Watching Alexander try to anticipate her next move brought a strange kind of gladness to her heart. Then she began to recognize that feeling again. It was like learning to ride the bicycle her father had brought from England when she was eighteen. Achievement. Triumph. Victory.
Alexander fought hard, yet he didn’t seem to mind when she ultimately won. It was the first time she’d enjoyed chess in years. Against Edgar she’d had to walk a fine balance between losing and not making it obvious she had done so intentionally. The few times she’d miscalculated either way, she’d paid in bruises.
She could admit now that somewhere inside her she’d been elated to see Edgar Gorham so humbled and furious at being bested by the wife he called a failure at every turn. Had she not been so embarrassingly bruised later, Patience might have done it more often. Fear had taken over, though, and it was she who’d been humbled.
“Now what, I must ask myself, is that smug little smile about?” Alexander asked.

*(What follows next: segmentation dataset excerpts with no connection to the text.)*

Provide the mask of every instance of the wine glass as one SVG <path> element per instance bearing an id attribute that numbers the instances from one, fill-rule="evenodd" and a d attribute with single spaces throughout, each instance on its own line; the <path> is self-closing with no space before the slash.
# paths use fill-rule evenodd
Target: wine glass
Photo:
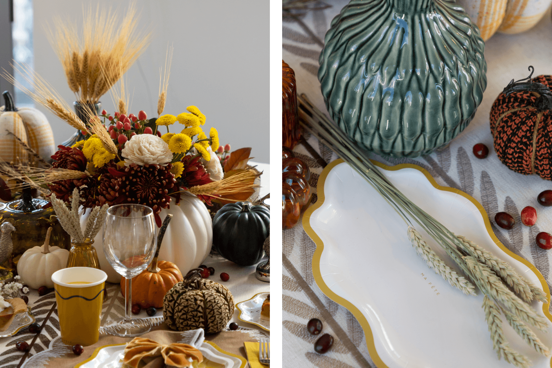
<path id="1" fill-rule="evenodd" d="M 109 264 L 126 279 L 125 317 L 107 322 L 105 329 L 123 337 L 139 336 L 151 326 L 132 320 L 132 278 L 149 265 L 157 248 L 153 210 L 142 205 L 124 204 L 110 207 L 103 232 L 103 249 Z"/>

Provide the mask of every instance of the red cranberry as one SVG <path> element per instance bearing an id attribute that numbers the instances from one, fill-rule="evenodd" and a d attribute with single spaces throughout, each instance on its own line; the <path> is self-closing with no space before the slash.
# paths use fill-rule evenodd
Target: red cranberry
<path id="1" fill-rule="evenodd" d="M 333 337 L 330 334 L 325 333 L 314 343 L 314 351 L 323 354 L 333 345 Z"/>
<path id="2" fill-rule="evenodd" d="M 25 351 L 29 349 L 29 344 L 24 341 L 18 341 L 15 343 L 15 349 L 20 351 Z"/>
<path id="3" fill-rule="evenodd" d="M 537 246 L 543 249 L 549 249 L 552 248 L 552 235 L 547 232 L 542 231 L 537 234 L 537 238 L 535 239 Z"/>
<path id="4" fill-rule="evenodd" d="M 140 313 L 140 311 L 142 310 L 142 308 L 140 307 L 139 304 L 133 304 L 131 310 L 133 314 L 138 314 Z"/>
<path id="5" fill-rule="evenodd" d="M 485 158 L 489 154 L 489 148 L 482 143 L 474 146 L 474 154 L 477 158 Z"/>
<path id="6" fill-rule="evenodd" d="M 512 215 L 505 212 L 499 212 L 495 215 L 495 221 L 496 225 L 507 230 L 509 230 L 516 225 L 516 221 Z"/>
<path id="7" fill-rule="evenodd" d="M 209 272 L 209 269 L 206 267 L 205 268 L 202 268 L 201 271 L 199 273 L 201 275 L 202 279 L 207 279 L 209 276 L 211 276 L 211 273 Z"/>
<path id="8" fill-rule="evenodd" d="M 537 210 L 527 206 L 521 210 L 521 222 L 526 226 L 532 226 L 537 222 Z"/>
<path id="9" fill-rule="evenodd" d="M 73 345 L 73 354 L 75 355 L 80 355 L 84 351 L 84 348 L 80 344 Z"/>
<path id="10" fill-rule="evenodd" d="M 543 206 L 552 206 L 552 190 L 545 190 L 539 194 L 537 200 Z"/>
<path id="11" fill-rule="evenodd" d="M 307 323 L 307 329 L 313 335 L 322 332 L 322 321 L 318 318 L 312 318 Z"/>
<path id="12" fill-rule="evenodd" d="M 29 332 L 31 333 L 38 333 L 40 332 L 40 325 L 36 322 L 31 323 L 29 326 Z"/>

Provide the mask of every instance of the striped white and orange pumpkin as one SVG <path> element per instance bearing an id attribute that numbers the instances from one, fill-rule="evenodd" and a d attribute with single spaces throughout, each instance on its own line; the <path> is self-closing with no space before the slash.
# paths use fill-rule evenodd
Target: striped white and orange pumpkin
<path id="1" fill-rule="evenodd" d="M 521 33 L 533 28 L 548 10 L 552 0 L 508 0 L 501 33 Z"/>
<path id="2" fill-rule="evenodd" d="M 508 0 L 458 0 L 486 41 L 495 34 L 506 14 Z"/>
<path id="3" fill-rule="evenodd" d="M 17 109 L 9 92 L 3 94 L 5 105 L 0 108 L 0 159 L 26 161 L 28 153 L 17 141 L 13 133 L 44 159 L 55 152 L 54 133 L 46 116 L 34 108 Z"/>

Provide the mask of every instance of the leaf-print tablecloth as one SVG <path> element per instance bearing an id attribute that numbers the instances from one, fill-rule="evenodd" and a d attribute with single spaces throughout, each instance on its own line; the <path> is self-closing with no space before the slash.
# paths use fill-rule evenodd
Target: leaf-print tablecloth
<path id="1" fill-rule="evenodd" d="M 264 181 L 263 182 L 264 183 Z M 265 258 L 266 259 L 266 258 Z M 216 282 L 220 282 L 228 287 L 234 297 L 234 302 L 238 303 L 250 298 L 255 294 L 270 291 L 270 283 L 262 281 L 255 277 L 255 265 L 248 267 L 238 266 L 235 263 L 227 260 L 220 255 L 211 255 L 205 260 L 205 264 L 208 266 L 213 266 L 215 273 L 209 279 Z M 219 275 L 220 273 L 226 272 L 230 275 L 229 281 L 224 282 L 220 281 Z M 106 282 L 108 290 L 108 296 L 104 300 L 102 310 L 101 326 L 104 326 L 105 322 L 114 318 L 124 316 L 125 299 L 121 294 L 121 288 L 119 284 Z M 48 318 L 44 328 L 38 335 L 29 332 L 29 328 L 25 328 L 19 331 L 14 336 L 0 338 L 0 367 L 16 368 L 20 366 L 23 362 L 22 358 L 24 353 L 15 349 L 15 343 L 18 341 L 26 342 L 30 348 L 29 349 L 28 357 L 32 356 L 41 351 L 48 349 L 50 343 L 60 333 L 59 318 L 57 316 L 57 309 L 56 308 L 55 294 L 50 292 L 43 296 L 39 296 L 36 290 L 31 290 L 28 294 L 29 296 L 29 305 L 31 311 L 34 314 L 36 322 L 41 325 L 44 319 Z M 261 329 L 254 324 L 246 323 L 238 318 L 239 311 L 234 310 L 234 315 L 230 322 L 235 322 L 240 326 L 251 329 L 251 341 L 258 340 L 259 337 L 263 338 L 269 333 Z M 153 325 L 161 324 L 162 321 L 163 311 L 158 310 L 153 317 L 148 317 L 145 311 L 142 310 L 141 314 L 132 318 L 139 317 L 147 319 L 148 323 Z M 75 321 L 76 323 L 81 321 Z M 100 330 L 101 327 L 100 326 Z M 162 328 L 163 326 L 160 326 Z M 255 333 L 257 334 L 255 334 Z M 206 335 L 209 340 L 211 335 Z M 35 338 L 36 337 L 36 338 Z M 34 339 L 34 343 L 31 342 Z M 222 349 L 225 346 L 221 346 Z M 87 351 L 85 348 L 84 354 L 88 356 L 92 351 Z M 245 354 L 245 350 L 243 351 Z M 25 366 L 26 367 L 27 366 Z"/>
<path id="2" fill-rule="evenodd" d="M 324 4 L 332 6 L 295 17 L 283 16 L 283 58 L 295 71 L 298 94 L 305 93 L 325 112 L 316 77 L 318 57 L 330 22 L 347 3 L 344 0 L 319 1 L 312 6 L 323 8 Z M 498 239 L 512 251 L 535 265 L 549 286 L 552 285 L 552 251 L 537 248 L 534 239 L 540 231 L 552 232 L 552 207 L 544 207 L 537 202 L 537 195 L 552 189 L 552 183 L 537 175 L 517 174 L 500 162 L 492 148 L 489 111 L 495 99 L 511 79 L 527 76 L 529 65 L 534 66 L 535 75 L 552 74 L 550 63 L 552 48 L 545 46 L 551 44 L 549 11 L 537 26 L 524 33 L 495 34 L 485 45 L 487 89 L 469 126 L 448 146 L 427 156 L 416 159 L 373 156 L 388 165 L 407 162 L 422 166 L 440 185 L 458 188 L 473 196 L 491 217 L 493 230 Z M 310 168 L 311 184 L 315 188 L 324 163 L 331 162 L 337 156 L 316 138 L 308 135 L 304 136 L 306 142 L 298 145 L 294 151 Z M 480 142 L 490 150 L 489 157 L 484 159 L 476 158 L 472 153 L 474 145 Z M 309 152 L 312 150 L 316 154 Z M 323 162 L 315 158 L 319 155 Z M 537 225 L 530 228 L 521 225 L 519 215 L 528 205 L 537 209 L 539 216 Z M 512 230 L 506 231 L 495 225 L 495 214 L 502 211 L 511 214 L 516 220 L 517 226 Z M 356 319 L 326 297 L 313 279 L 311 261 L 316 248 L 313 242 L 300 224 L 284 231 L 283 236 L 283 366 L 375 367 Z M 357 273 L 362 279 L 361 270 L 351 271 Z M 322 320 L 324 333 L 335 338 L 333 347 L 324 355 L 314 352 L 313 344 L 317 338 L 310 335 L 305 327 L 314 317 Z"/>

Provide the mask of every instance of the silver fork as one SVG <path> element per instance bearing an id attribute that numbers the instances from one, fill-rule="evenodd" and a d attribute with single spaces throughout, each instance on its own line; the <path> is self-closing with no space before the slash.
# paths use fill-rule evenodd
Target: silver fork
<path id="1" fill-rule="evenodd" d="M 259 343 L 259 361 L 262 364 L 270 365 L 270 343 Z"/>

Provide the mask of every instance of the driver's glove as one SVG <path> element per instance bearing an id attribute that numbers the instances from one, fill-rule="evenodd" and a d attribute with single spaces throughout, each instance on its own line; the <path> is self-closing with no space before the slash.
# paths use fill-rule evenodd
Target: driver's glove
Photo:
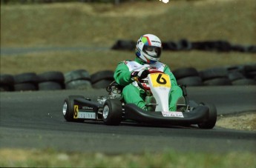
<path id="1" fill-rule="evenodd" d="M 147 78 L 149 74 L 149 70 L 141 70 L 140 71 L 134 71 L 131 73 L 131 78 L 138 77 L 140 79 Z"/>

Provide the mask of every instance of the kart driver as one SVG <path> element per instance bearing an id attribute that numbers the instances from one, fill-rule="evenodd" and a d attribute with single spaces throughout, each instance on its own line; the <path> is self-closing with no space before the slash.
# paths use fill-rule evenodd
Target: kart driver
<path id="1" fill-rule="evenodd" d="M 114 72 L 116 82 L 123 86 L 122 96 L 125 103 L 133 103 L 139 107 L 147 110 L 145 103 L 145 90 L 141 89 L 134 77 L 139 79 L 147 78 L 150 70 L 157 70 L 170 76 L 171 90 L 169 94 L 169 110 L 176 111 L 176 104 L 183 97 L 182 89 L 177 85 L 176 78 L 170 68 L 159 61 L 162 53 L 162 42 L 154 35 L 145 34 L 141 36 L 136 45 L 134 61 L 125 60 L 119 63 Z"/>

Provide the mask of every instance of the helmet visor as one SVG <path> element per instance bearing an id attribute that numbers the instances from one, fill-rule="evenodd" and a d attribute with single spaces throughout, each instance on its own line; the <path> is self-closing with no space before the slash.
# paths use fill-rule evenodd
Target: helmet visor
<path id="1" fill-rule="evenodd" d="M 151 57 L 160 58 L 162 53 L 162 47 L 144 45 L 142 50 Z"/>

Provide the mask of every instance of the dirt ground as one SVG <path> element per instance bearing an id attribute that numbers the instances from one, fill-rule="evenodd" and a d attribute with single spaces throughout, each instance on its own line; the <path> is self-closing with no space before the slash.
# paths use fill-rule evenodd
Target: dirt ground
<path id="1" fill-rule="evenodd" d="M 217 118 L 216 126 L 238 130 L 256 131 L 256 112 L 220 115 Z"/>

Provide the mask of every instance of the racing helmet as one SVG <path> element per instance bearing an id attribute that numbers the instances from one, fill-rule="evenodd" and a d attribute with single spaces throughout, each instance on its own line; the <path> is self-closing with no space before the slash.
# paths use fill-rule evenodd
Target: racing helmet
<path id="1" fill-rule="evenodd" d="M 156 64 L 161 56 L 162 42 L 154 35 L 145 34 L 141 36 L 136 44 L 136 56 L 149 64 Z"/>

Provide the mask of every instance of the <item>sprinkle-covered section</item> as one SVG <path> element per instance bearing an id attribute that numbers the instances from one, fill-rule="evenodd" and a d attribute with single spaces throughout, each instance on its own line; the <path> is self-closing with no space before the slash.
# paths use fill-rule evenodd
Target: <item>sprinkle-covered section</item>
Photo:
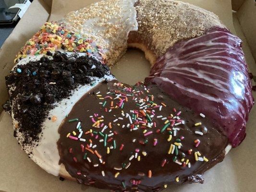
<path id="1" fill-rule="evenodd" d="M 203 182 L 227 139 L 203 113 L 156 85 L 105 82 L 75 104 L 59 128 L 60 163 L 77 181 L 121 191 Z"/>
<path id="2" fill-rule="evenodd" d="M 61 24 L 47 22 L 41 29 L 26 42 L 16 56 L 14 62 L 27 55 L 53 53 L 63 49 L 66 51 L 85 53 L 104 61 L 106 56 L 102 47 L 90 38 L 67 30 Z"/>

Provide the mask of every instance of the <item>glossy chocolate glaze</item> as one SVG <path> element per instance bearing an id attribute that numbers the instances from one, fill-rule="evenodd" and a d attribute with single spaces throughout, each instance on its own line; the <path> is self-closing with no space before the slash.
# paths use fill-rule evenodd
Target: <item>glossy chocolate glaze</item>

Fear poured unchecked through her. Did she look smug? Had she annoyed him? Her heart pounded. The blood drained from her head. Time and place seemed to shift and she was back with Edgar in the mansion in Syracuse. She could no longer hold on to the present.
“Was I smiling?” she whispered, her voice warbling around a lump in her throat the size of New York City.
Then she looked up and her gaze met Alexander’s sparkling eyes. His teasing smile. And she was back on the train headed west. It was September the thirteenth. Relief replaced fear and she could breathe again.
This panic that washed over her at the unexpected sound of a man’s voice was a reflex she had to learn to fight or she was sure to bring notice upon herself. She saw it now. Concern flooded his gaze as surely as the terror had flooded her senses. She could not let them do this to her any longer.
Moving her hand forward, she lifted her remaining bishop and slid it forward till it mated his king. “Checkmate.”